Tracking dynamic components of rotorcraft is crucial to component life assessment and overall fleet management. The Navy is pursuing an effort to collect the component information directly off the aircraft through the use of passive RFID (pRFID) tags and a novel reader/gateway system to communicate with the ground station. Finding an optimum pRFID tag/antenna reader system arrangement without a computer model would require numerous time consuming and labor intensive trial-and-error measurements, involving different positions of reader antenna and tag configurations, which can vary significantly with only a slight change in the relative location, position or orientation of the antenna. A physics-based computational method for pRFID system design is proposed to develop an innovative, simple-to-use, low cost and computationally efficient tool that can maximize the performance and reliability of the onboard pRFID tag/reader antenna system used to track rotorcraft dynamic components in an enclosed multipath metallic rotorcraft environment.

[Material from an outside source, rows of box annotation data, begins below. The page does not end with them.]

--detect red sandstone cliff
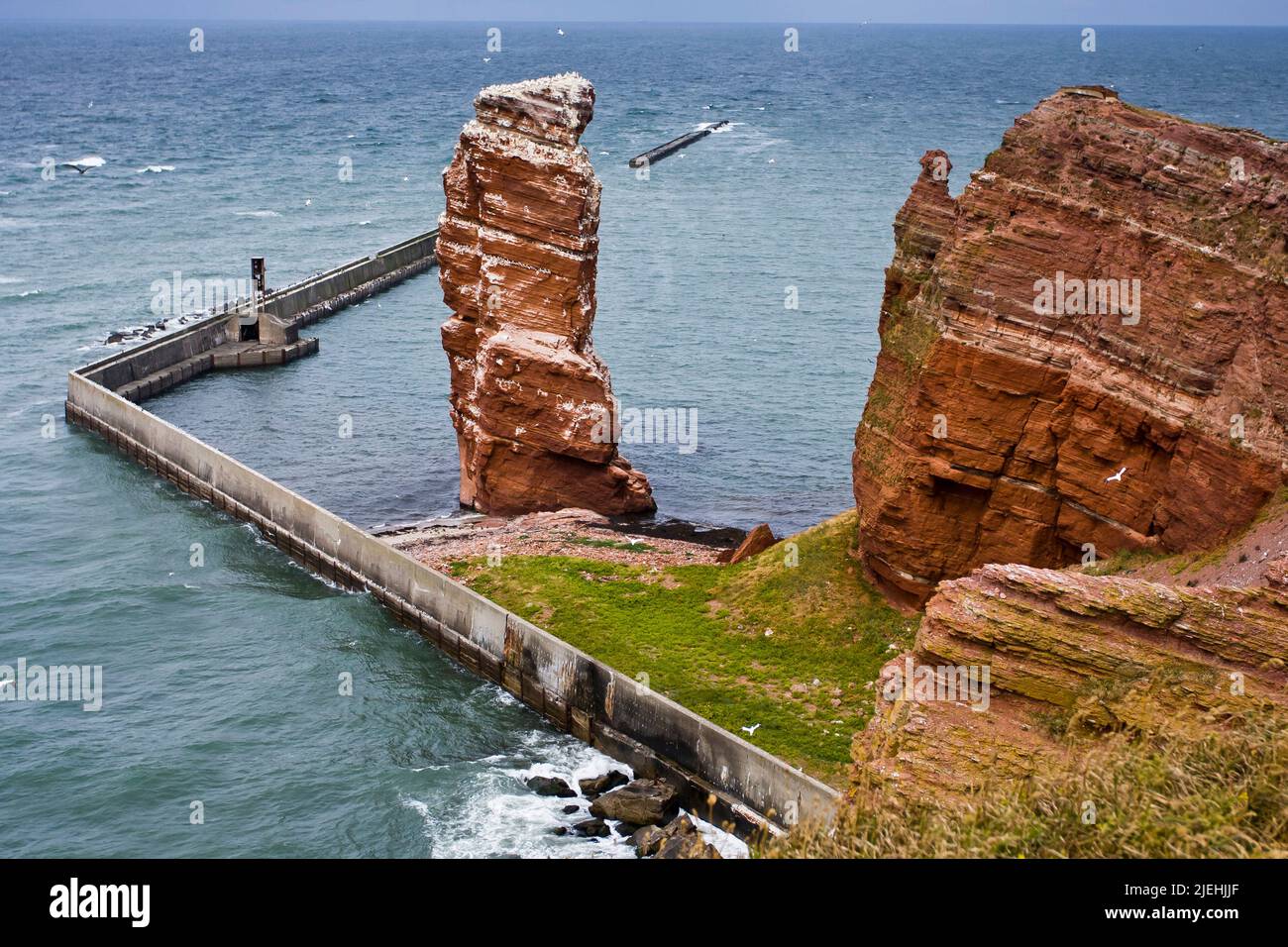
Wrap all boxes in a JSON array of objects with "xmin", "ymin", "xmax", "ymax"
[
  {"xmin": 438, "ymin": 73, "xmax": 654, "ymax": 514},
  {"xmin": 854, "ymin": 530, "xmax": 1288, "ymax": 796},
  {"xmin": 854, "ymin": 89, "xmax": 1288, "ymax": 605}
]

During this project, Applied EM proposes to develop the computational tool that is customized for pRFID systems on rotorcraft with a state of the art Graphical User Interface (GUI).
Benefit: With the explosive growth of pRFID-based industry, fast, efficient and accurate pRFID performance prediction tools are of vital importance for a wide variety of applications. The success of this project will most certainly spearhead research and development on employing similar computational concepts for fast, efficient and accurate prediction tools for complex metallic environments.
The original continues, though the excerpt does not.